HIV-1 is considered to become less sensitive to existing neutralizing antibodies over time. Our study on virulent B (VB) HIV-1 identified genetic signatures responsible for immune escape from broadly neutralizing antibodies (bNAbs) targeting V1/V2 and V3 epitopes. We found that the absence of the N295 and N332 glycans in the high mannose patch, which are crucial for neutralization by V3 glycan bNAbs and are typically conserved in subtype B HIV-1, is a notable feature in more than half of the VB variants. Neutralization assays confirmed that the loss of these two glycans in VB HIV-1 leads to escape from V3 glycan bNAbs. Additionally, all VB variants have an insertion in V2, contributing to escape from V1/V2 bNAbs PG9 and PG16. These findings demonstrate that the VB strains have unique genetic and neutralization characteristics compared to other subtype B strains. The evolutionary origin of these distinctive features remains to be determined.

查看原文本刊更多论文

高毒力乙型人类免疫缺陷病毒-1亚型的遗传特征赋予对广泛中和抗体的抗性

HIV-1被认为随着时间的推移对现有的中和抗体变得不那么敏感。我们对强毒性B (VB) HIV-1的研究发现了针对V1/V2和V3表位的广泛中和抗体（bNAbs）免疫逃逸的遗传特征。我们发现，高甘露糖贴片中N295和N332聚糖的缺失是超过一半的VB变体的显著特征，而N295和N332聚糖对于V3聚糖bNAbs的中和至关重要，并且通常在B亚型HIV-1中保守。中和实验证实，VB HIV-1中这两种聚糖的缺失导致V3聚糖bnab的逃逸。此外，所有的VB变体在V2中都有一个插入，有助于逃避V1/V2的bNAbs PG9和PG16。这些结果表明，与其他B亚型菌株相比，VB菌株具有独特的遗传和中和特性。这些独特特征的进化起源仍有待确定。
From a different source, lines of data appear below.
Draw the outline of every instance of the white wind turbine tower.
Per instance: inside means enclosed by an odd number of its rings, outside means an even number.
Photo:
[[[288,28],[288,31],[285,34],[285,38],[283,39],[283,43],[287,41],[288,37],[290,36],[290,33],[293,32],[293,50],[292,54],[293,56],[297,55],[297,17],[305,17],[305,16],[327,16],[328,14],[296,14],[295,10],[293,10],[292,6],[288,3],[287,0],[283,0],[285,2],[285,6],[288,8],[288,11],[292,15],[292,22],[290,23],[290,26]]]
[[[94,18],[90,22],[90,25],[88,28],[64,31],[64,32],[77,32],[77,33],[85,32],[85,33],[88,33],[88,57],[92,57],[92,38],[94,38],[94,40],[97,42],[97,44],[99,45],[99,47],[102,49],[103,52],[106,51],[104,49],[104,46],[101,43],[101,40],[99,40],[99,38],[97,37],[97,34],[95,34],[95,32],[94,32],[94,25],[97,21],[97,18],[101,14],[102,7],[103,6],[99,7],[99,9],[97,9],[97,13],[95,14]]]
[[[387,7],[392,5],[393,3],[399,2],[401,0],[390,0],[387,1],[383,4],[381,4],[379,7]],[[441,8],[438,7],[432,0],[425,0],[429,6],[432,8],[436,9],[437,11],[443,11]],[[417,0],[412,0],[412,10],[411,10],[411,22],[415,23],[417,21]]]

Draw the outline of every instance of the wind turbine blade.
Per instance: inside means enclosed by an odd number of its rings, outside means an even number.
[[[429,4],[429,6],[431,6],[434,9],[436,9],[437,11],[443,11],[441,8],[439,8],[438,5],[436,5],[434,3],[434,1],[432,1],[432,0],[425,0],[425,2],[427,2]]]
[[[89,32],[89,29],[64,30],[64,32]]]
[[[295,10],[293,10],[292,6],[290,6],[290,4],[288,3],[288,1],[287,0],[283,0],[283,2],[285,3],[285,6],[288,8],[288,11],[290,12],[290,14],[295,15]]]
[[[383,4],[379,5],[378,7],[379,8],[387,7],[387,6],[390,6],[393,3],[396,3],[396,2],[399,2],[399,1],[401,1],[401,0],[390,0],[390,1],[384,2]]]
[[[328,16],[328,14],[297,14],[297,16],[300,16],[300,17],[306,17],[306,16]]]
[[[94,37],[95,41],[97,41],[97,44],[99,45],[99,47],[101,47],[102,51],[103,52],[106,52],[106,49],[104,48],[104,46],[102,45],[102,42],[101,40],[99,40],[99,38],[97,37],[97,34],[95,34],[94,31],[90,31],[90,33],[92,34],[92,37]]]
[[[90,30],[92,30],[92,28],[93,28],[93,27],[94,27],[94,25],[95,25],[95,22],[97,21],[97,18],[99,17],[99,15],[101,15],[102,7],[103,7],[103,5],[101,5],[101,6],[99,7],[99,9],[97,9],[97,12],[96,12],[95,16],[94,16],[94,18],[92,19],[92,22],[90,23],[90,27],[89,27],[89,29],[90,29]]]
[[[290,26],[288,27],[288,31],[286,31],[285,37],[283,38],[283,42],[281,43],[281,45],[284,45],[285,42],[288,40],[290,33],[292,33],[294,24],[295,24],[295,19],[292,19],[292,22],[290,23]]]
本文章由计算机程序翻译，如有差异，请以英文原文为准。

求助全文

约1分钟内获得全文求助全文

来源期刊

iScience Multidisciplinary-Multidisciplinary

CiteScore

7.20

自引率

1.70%

发文量

1972

审稿时长

6 weeks

期刊介绍： Science has many big remaining questions. To address them, we will need to work collaboratively and across disciplines. The goal of iScience is to help fuel that type of interdisciplinary thinking. iScience is a new open-access journal from Cell Press that provides a platform for original research in the life, physical, and earth sciences. The primary criterion for publication in iScience is a significant contribution to a relevant field combined with robust results and underlying methodology. The advances appearing in iScience include both fundamental and applied investigations across this interdisciplinary range of topic areas. To support transparency in scientific investigation, we are happy to consider replication studies and papers that describe negative results. We know you want your work to be published quickly and to be widely visible within your community and beyond. With the strong international reputation of Cell Press behind it, publication in iScience will help your work garner the attention and recognition it merits. Like all Cell Press journals, iScience prioritizes rapid publication. Our editorial team pays special attention to high-quality author service and to efficient, clear-cut decisions based on the information available within the manuscript. iScience taps into the expertise across Cell Press journals and selected partners to inform our editorial decisions and help publish your science in a timely and seamless way.